Eu estava sem armas. Todo o resto estava ou na arena, ou jogado fora, tipo minha adaga. Comecei a fazer a lama se contorcer, esmagando-a.


-Como é mesmo? "Últimas palavras?" - eu a imitei.


-Claro, por que não? Enquanto você perde tempo aqui comigo... - ela começava a ficar azul, pela falta de ar - Seus amigos morrem sozinhos... E você... É a próxima... - fechou os olhos.


Por mais que eu não quisesse dar razão para ela, tive que concordar que estava perdendo tempo. Eu devia ajudar em tudo que pudesse, afinal, quem causou tudo isso, para começar, foi a minha irmã.

Corri de volta para a arena, sem me preocupar com Scarlet, logo atrás de mim. Para mim, ela já estava derrotada, não precisava me preocupar.
Novamente, me enganei. 
De algum jeito ela se libertou, sem meu consentimento, e me atacou pelas costas. Me derrubou no chão com um poderoso chute, e depois prendeu meus movimentos, colocando um objeto afiado não-identificável próximo de meu pescoço.

-Você passou dos limites, pirralha. - ela estava com a respiração pesada, ainda sem fôlego.


-Irt... - tentei conjurar, mas fui interrompida quando Scarlet pôs sua mão em minha boca.


Eu ainda não tinha capacidade de invocar magias complexas sem as palavras, estava literalmente com as mãos atadas. 

Tentei me aproveitar de sua falta de oxigênio para me safar dessa, mas no fim, foi tudo em vão, pois continuei na mesma situação. 
Scarlet começou a aproximar seu objeto pontiagudo de meu pescoço, porém, ela parou bruscamente.
Ela fez uma parada brusca, e pareceu estar decidindo o que fazer. Como se não tivesse certeza de que queria me matar.
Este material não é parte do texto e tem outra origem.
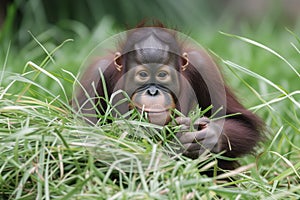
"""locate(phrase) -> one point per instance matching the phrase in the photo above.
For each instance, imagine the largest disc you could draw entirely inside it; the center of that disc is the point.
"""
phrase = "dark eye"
(162, 74)
(143, 74)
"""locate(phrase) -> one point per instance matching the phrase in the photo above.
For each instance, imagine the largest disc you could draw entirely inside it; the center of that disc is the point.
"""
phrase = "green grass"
(47, 153)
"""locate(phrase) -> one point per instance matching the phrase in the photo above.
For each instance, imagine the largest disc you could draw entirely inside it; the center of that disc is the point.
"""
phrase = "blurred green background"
(31, 29)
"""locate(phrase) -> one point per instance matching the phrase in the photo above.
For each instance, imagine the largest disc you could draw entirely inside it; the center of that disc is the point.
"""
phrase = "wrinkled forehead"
(152, 45)
(152, 50)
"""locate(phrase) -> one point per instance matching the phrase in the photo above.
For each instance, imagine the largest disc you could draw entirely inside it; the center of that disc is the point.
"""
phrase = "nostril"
(152, 91)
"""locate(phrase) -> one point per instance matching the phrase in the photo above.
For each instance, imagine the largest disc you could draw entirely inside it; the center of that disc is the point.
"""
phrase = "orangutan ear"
(118, 61)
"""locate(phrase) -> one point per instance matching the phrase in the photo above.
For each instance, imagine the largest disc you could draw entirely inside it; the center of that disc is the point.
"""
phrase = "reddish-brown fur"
(241, 132)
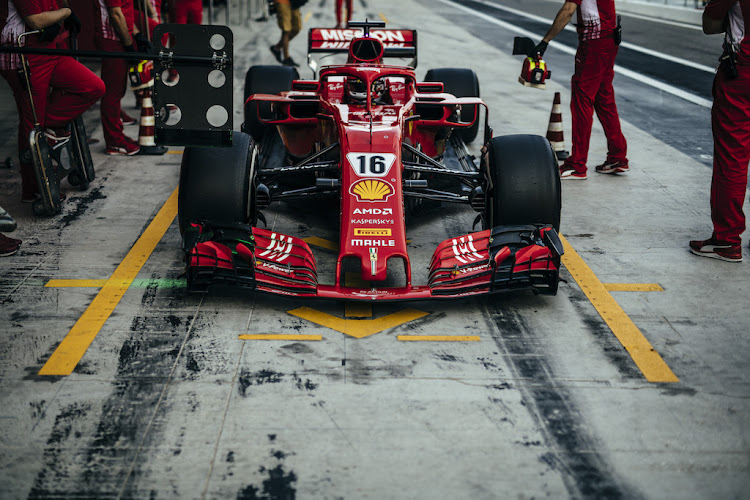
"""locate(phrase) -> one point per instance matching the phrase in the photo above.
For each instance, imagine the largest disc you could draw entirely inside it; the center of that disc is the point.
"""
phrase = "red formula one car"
(383, 143)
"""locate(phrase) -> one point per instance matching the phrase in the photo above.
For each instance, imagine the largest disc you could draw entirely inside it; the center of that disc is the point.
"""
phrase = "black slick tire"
(216, 184)
(523, 182)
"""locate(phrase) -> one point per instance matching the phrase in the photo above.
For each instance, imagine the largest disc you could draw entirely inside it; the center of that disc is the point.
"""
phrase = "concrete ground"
(630, 383)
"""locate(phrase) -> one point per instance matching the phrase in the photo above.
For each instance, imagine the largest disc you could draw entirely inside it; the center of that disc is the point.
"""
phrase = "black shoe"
(276, 52)
(7, 223)
(8, 246)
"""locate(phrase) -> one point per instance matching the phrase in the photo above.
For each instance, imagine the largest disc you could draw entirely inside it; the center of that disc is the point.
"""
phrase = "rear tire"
(217, 184)
(264, 80)
(523, 182)
(461, 82)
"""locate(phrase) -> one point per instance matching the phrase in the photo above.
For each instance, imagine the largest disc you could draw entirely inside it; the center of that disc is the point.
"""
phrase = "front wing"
(504, 258)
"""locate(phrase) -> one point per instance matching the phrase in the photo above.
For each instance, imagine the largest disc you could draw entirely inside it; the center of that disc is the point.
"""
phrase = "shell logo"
(371, 190)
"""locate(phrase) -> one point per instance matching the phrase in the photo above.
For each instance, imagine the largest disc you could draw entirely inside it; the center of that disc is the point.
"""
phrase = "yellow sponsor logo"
(371, 231)
(371, 190)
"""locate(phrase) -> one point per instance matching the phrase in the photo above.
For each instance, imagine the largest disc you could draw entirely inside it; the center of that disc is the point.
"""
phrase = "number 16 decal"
(371, 164)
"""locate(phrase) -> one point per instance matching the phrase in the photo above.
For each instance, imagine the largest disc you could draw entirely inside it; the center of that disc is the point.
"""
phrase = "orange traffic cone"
(554, 130)
(148, 124)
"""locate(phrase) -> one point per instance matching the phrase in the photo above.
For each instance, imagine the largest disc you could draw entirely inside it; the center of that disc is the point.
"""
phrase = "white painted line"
(665, 87)
(666, 57)
(663, 21)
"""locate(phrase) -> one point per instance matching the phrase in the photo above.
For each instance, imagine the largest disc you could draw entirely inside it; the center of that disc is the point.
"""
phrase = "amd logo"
(373, 211)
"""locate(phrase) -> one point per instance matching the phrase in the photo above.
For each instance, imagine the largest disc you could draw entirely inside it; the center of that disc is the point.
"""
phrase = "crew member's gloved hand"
(141, 43)
(49, 33)
(538, 51)
(72, 23)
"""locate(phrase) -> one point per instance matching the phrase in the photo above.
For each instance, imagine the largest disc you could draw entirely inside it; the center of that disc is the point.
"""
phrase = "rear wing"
(396, 43)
-Espera, o quê estou fazendo? Se eu matar você, eu vou estar servindo a Aron... E eu não obedeço ordens de ninguém! - Scarlet jogou seu objeto longe e se afastou.


Como é de se esperar, fiquei muito, mas muito, confusa. Ela havia tido piedade? De repente resolveu ficar piedosa? Estava se recusando a fazer algo que foi contratada para fazer?

Eu realmente não sabia o que pensar, ou como reagir.

-O quê...? Eu não estou entendendo... Vai me deixar partir?


-É, vou. Eu não sou pau-mandado de ninguém, pirralha. - ela estendeu sua mão para mim - Vai ficar deitada aí? Tenho que chutar as partes de um anjo convencido.


Hesitante, eu segurei sua mão e levantei. Voltamos devagar para a arena, sem dizer uma única palavra. No fundo, eu ainda custava a acreditar que ela havia me libertado, me deixado viver. Comecei a vigiá-la com cuidado. Não planejava acreditar nela, nem um pouquinho.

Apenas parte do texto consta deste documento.